落旌会怎样呢?她和君闲应该怎样度过这一个难关?(感觉自问自答好搞笑,哈哈)

  ☆、第22章 Chapter。22鼠疫初现

  张氏扶起段式筠,面容平静地说道:“式筠,这件事情你不能再插手,而你的手上也不能染上血债。那些人那些事,我会亲自替你除去,而所有该来的报应我做娘的也会替你挡着。李落旌要怪,也只能怪她自己命不好,怨不了别人!”
  段式筠身子微颤,眼泪簌簌而下:“娘……我,我害怕……”
  “回去休息吧。”张氏摸了摸她的头发,柔声说道,“忘掉这一切,你依旧是北平段家嫡出的三小姐。”谁也没想到此时门外兀地传来一声花瓶被打碎的声音,张氏和段式筠一惊,相互对视一眼便慌忙快步走了出去,却不想看见门旁碎掉的花瓶旁和一只正叼着老鼠的花猫。
  那只花猫见到她们两个人,嗖地一声便叼着嘴里的老鼠跑掉了。张氏被那一幕吓得不轻,沉下脸大声喝到:“怎地如今府里多了这么多不干不净的东西?翠萍,那只猫又是怎么回事!”

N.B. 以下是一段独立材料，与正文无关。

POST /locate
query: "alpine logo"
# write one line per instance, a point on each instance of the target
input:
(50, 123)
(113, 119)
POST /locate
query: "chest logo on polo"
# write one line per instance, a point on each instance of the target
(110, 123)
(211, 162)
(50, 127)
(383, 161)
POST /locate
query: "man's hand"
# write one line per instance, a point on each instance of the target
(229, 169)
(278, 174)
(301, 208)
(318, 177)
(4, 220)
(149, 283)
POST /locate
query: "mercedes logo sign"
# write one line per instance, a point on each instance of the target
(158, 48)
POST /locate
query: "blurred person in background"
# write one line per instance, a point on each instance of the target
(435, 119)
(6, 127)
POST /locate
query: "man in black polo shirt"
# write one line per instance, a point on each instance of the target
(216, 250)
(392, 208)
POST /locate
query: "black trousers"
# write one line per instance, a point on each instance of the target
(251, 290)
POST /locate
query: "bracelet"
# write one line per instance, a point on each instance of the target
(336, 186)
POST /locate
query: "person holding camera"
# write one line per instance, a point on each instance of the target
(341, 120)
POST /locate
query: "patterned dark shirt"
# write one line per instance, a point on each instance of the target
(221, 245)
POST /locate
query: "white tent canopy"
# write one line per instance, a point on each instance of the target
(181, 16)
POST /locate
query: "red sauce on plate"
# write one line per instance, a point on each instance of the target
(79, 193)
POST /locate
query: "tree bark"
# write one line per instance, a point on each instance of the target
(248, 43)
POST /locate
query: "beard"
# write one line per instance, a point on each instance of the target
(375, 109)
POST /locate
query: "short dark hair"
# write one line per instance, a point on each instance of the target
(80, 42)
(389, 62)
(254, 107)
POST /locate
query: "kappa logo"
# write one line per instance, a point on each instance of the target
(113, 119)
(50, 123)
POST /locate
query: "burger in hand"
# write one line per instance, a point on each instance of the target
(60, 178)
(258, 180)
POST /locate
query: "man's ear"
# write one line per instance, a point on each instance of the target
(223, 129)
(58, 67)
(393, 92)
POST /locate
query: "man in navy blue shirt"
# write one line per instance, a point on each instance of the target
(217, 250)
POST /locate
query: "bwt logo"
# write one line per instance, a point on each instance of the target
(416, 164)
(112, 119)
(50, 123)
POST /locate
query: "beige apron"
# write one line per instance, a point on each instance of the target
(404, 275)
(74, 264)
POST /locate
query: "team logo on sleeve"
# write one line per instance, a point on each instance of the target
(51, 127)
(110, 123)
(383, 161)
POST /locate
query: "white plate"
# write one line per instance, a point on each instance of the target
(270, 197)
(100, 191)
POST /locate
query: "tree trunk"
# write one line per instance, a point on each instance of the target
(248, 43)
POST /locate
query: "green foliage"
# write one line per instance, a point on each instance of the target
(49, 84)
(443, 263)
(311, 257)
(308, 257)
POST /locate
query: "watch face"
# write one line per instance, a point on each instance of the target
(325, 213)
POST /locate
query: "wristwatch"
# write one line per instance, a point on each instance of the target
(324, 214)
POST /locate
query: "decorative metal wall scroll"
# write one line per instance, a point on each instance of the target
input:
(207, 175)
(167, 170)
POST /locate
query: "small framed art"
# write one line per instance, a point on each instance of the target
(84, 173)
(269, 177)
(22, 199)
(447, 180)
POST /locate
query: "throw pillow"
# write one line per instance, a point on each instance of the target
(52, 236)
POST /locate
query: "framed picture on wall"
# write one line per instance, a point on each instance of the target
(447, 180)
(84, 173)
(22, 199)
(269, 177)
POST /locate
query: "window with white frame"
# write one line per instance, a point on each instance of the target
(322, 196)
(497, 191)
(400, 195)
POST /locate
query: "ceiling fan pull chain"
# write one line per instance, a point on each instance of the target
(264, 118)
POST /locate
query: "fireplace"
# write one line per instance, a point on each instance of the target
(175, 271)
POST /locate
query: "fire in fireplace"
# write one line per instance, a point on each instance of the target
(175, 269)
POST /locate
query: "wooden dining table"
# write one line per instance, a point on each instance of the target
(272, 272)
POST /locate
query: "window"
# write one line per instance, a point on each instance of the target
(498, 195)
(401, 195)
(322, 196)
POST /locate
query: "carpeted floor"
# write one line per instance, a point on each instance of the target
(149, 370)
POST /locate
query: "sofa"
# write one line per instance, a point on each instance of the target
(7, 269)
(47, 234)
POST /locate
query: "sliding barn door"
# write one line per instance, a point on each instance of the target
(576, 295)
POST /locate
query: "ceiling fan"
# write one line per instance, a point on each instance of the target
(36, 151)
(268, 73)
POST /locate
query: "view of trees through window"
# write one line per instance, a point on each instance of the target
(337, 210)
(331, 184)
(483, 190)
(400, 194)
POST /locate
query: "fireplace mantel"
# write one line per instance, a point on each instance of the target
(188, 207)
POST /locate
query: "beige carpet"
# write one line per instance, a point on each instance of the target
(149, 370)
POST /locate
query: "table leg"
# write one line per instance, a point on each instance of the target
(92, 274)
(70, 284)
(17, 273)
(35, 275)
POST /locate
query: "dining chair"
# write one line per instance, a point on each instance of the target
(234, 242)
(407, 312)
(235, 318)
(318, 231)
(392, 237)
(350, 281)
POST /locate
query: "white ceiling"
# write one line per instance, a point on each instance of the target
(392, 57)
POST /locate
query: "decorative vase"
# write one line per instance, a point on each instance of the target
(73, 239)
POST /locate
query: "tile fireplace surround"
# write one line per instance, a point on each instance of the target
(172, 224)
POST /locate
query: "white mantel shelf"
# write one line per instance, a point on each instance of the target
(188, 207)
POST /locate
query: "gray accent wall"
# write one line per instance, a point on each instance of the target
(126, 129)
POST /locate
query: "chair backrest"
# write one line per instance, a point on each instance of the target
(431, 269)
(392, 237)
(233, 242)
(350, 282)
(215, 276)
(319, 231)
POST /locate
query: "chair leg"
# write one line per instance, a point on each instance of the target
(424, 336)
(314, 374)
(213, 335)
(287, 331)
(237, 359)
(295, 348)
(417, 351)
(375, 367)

  翠萍闻声,慌慌张张地从拱门外小跑进来:“回夫人,那是专门为了灭鼠找来的猫。”
  张氏不满地撇嘴,沉声说道:“你去府中传我的话,以后别让我再看到这种恶心的东西,否则你们的月俸统统扣光,听到了没有?!”
  “明白了!”翠萍连忙说道。
  式巽躲在转角处捂着嘴巴大口大口地呼吸着,眼神又惊又惧地看着张氏和站在她身旁的段式筠,不敢相信心肠那样狠毒的人,就是自己的亲人。
  半响,少女猛地站起身,提着袄裙匆匆忙忙地跑回自己的房间,从抽屉中拿出纸笔在上面刷刷地写着信。一连写了六封,在写收信人的时候,少女犹豫了半分便改了去处,六封信上的都写着同样的名字。她将信密封好交给门口的岗哨,少女难得严肃说道:“把这几封信到不同的邮局邮出去,不能有任何差错。”
  岗哨的士兵愣住,低头看着手中六封一模一样的信:“五小姐,这六封信都是给六少爷的吗?”
  “别问这么多!”段式巽急道,“让你去做你就去,没时间了快点!”那戍卫连忙哦哦了两声,便带着信件蹭蹭离开。少女双手互相握着,目光殷切地望着士兵消失的方向——她存了私心不敢让爹知道娘和姐姐做的事情,但她自己又人微言轻没办法,只能告诉慕轩让他快回来想办法。
  等到看不到戍卫身影时,式巽像是失去力气一般坐在台阶上,嘴里喃喃着乞求道:“慕轩,你可一定要赶快回来。”段府苑路门口两侧都是极高大的树木,因为正逢冬日,树枝上的叶子早已掉得一干二净。式巽怔愣愣地抬起头,望着头上瓦蓝的天,而冬日的阳光照下来,除了让式巽感觉到透骨的寒冷之外再无一丝暖意。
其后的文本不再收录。